SQL Blob Backend Specification

Overview

SQLBlobBackend implements the Backend ABC using a SQLAlchemy-managed SQL table as key-value blob storage. Each row holds one "file" with its key, data, and metadata.

Shares a _SQLAlchemyBaseBackend abstract base with future SQLQueryBackend (v2). This spec covers only SQLBlobBackend (v1).

Primary use cases: zero-infrastructure persistent store (SQLite), shared database-backed file storage (PostgreSQL, MySQL), embedded metadata+blob co-location, portable single-file archives.

Dependencies: sqlalchemy>=2.0 (optional extra: sql).

Architecture: Two-class design with shared base — see ADR-0018.


Construction

SQL-BLOB-001: Constructor

Signature:

SQLBlobBackend(
    url: str | None = None,
    *,
    engine: Engine | None = None,
    table_name: str = "remote_store_objects",
    create_table: bool = True,
    max_blob_size: int | None = None,
)

Preconditions: - Exactly one of url or engine must be provided.
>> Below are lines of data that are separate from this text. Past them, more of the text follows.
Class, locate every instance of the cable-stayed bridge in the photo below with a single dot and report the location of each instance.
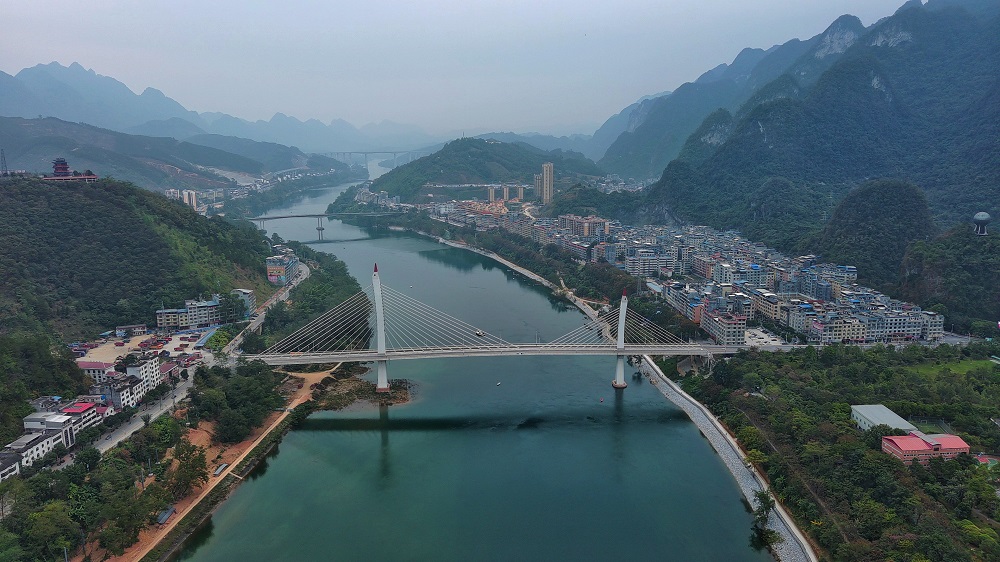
(379, 324)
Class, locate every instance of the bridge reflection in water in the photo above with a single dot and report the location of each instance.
(404, 328)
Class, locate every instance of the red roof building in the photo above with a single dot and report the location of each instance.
(77, 408)
(922, 448)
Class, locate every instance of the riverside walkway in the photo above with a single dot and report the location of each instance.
(794, 546)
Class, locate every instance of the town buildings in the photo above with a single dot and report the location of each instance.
(867, 416)
(548, 182)
(916, 446)
(194, 314)
(282, 267)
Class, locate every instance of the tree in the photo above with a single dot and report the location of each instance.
(755, 456)
(52, 529)
(89, 457)
(765, 504)
(232, 427)
(10, 549)
(192, 468)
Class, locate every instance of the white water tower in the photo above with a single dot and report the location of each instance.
(981, 219)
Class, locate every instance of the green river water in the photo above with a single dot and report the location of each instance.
(551, 464)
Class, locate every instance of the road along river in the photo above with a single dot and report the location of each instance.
(520, 458)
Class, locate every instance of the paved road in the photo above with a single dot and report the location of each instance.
(154, 409)
(794, 546)
(261, 312)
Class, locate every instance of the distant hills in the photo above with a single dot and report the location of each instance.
(646, 147)
(473, 160)
(73, 93)
(153, 162)
(916, 98)
(80, 258)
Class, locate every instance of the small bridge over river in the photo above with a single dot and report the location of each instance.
(319, 218)
(404, 328)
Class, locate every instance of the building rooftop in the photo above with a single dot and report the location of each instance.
(908, 443)
(949, 441)
(77, 408)
(94, 365)
(879, 414)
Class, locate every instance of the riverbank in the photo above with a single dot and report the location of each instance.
(157, 541)
(794, 546)
(325, 390)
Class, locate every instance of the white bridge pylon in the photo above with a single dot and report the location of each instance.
(378, 324)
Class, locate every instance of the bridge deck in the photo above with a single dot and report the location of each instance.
(365, 355)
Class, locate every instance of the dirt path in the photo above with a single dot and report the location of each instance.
(216, 455)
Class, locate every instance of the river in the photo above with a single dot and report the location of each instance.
(526, 458)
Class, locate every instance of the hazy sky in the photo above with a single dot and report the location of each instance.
(550, 66)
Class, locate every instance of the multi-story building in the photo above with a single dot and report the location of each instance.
(82, 415)
(282, 268)
(725, 328)
(868, 416)
(147, 371)
(124, 391)
(40, 422)
(10, 464)
(195, 314)
(647, 262)
(33, 446)
(922, 448)
(585, 227)
(933, 326)
(548, 182)
(190, 198)
(96, 370)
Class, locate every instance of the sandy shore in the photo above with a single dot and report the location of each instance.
(795, 547)
(216, 454)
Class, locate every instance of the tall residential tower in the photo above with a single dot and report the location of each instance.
(548, 179)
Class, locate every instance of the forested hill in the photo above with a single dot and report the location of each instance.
(472, 160)
(79, 259)
(645, 149)
(917, 98)
(151, 162)
(958, 274)
(872, 228)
Both or neither raises ValueError. - table_name must be a non-empty string. - max_blob_size, if provided, must be a positive integer.
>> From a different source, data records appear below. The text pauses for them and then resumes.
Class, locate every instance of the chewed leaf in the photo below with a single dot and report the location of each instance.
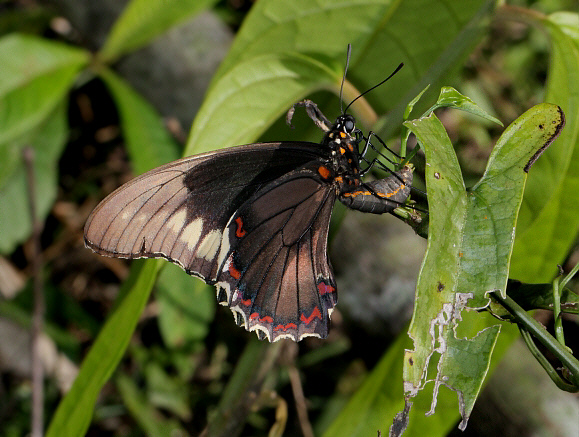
(451, 98)
(470, 241)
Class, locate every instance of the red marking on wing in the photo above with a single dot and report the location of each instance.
(325, 288)
(234, 272)
(367, 193)
(285, 327)
(315, 313)
(324, 172)
(240, 232)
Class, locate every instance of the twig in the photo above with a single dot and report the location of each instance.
(37, 419)
(300, 399)
(540, 333)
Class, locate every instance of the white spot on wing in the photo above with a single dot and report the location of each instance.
(192, 232)
(176, 222)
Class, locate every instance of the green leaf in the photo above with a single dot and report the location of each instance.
(470, 241)
(148, 142)
(75, 411)
(144, 20)
(451, 98)
(279, 29)
(47, 141)
(25, 58)
(548, 223)
(186, 307)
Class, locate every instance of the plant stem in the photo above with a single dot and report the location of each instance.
(540, 333)
(37, 418)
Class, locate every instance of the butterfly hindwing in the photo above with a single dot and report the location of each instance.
(179, 211)
(382, 195)
(275, 272)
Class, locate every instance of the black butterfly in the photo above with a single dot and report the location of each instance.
(253, 220)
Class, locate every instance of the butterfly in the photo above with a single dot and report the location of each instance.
(252, 220)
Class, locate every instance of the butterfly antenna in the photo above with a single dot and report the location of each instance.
(348, 53)
(375, 86)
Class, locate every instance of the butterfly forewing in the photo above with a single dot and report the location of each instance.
(179, 211)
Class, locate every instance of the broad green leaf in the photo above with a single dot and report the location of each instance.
(381, 396)
(470, 241)
(47, 141)
(148, 142)
(149, 419)
(36, 75)
(75, 411)
(549, 220)
(534, 296)
(166, 391)
(25, 58)
(279, 28)
(186, 307)
(144, 20)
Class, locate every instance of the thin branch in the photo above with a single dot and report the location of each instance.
(540, 333)
(37, 419)
(300, 399)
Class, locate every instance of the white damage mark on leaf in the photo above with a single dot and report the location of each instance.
(447, 317)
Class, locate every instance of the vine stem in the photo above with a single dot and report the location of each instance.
(37, 417)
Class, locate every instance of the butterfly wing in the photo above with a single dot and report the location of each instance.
(275, 274)
(382, 195)
(179, 211)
Postconditions: - Engine is created (if url) or stored (if engine). - If SQLite: PRAGMA journal_mode=WAL and PRAGMA synchronous=NORMAL are set. - If create_table=True: the table is created if it doesn't exist. - If create_table=False: the table must already exist. The backend introspects the table to detect available optional columns.

SQL-BLOB-002: Backend Name

Invariant: name property returns "sql-blob".

SQL-BLOB-003: Capability Declaration

Invariant: SQLBlobBackend declares all 10 capabilities: READ, WRITE, DELETE, LIST, MOVE, COPY, ATOMIC_WRITE, METADATA, GLOB, SEEKABLE_READ.

SQL-BLOB-004: Repr

Invariant: repr(backend) returns:

SQLBlobBackend(dialect='sqlite', table='remote_store_objects')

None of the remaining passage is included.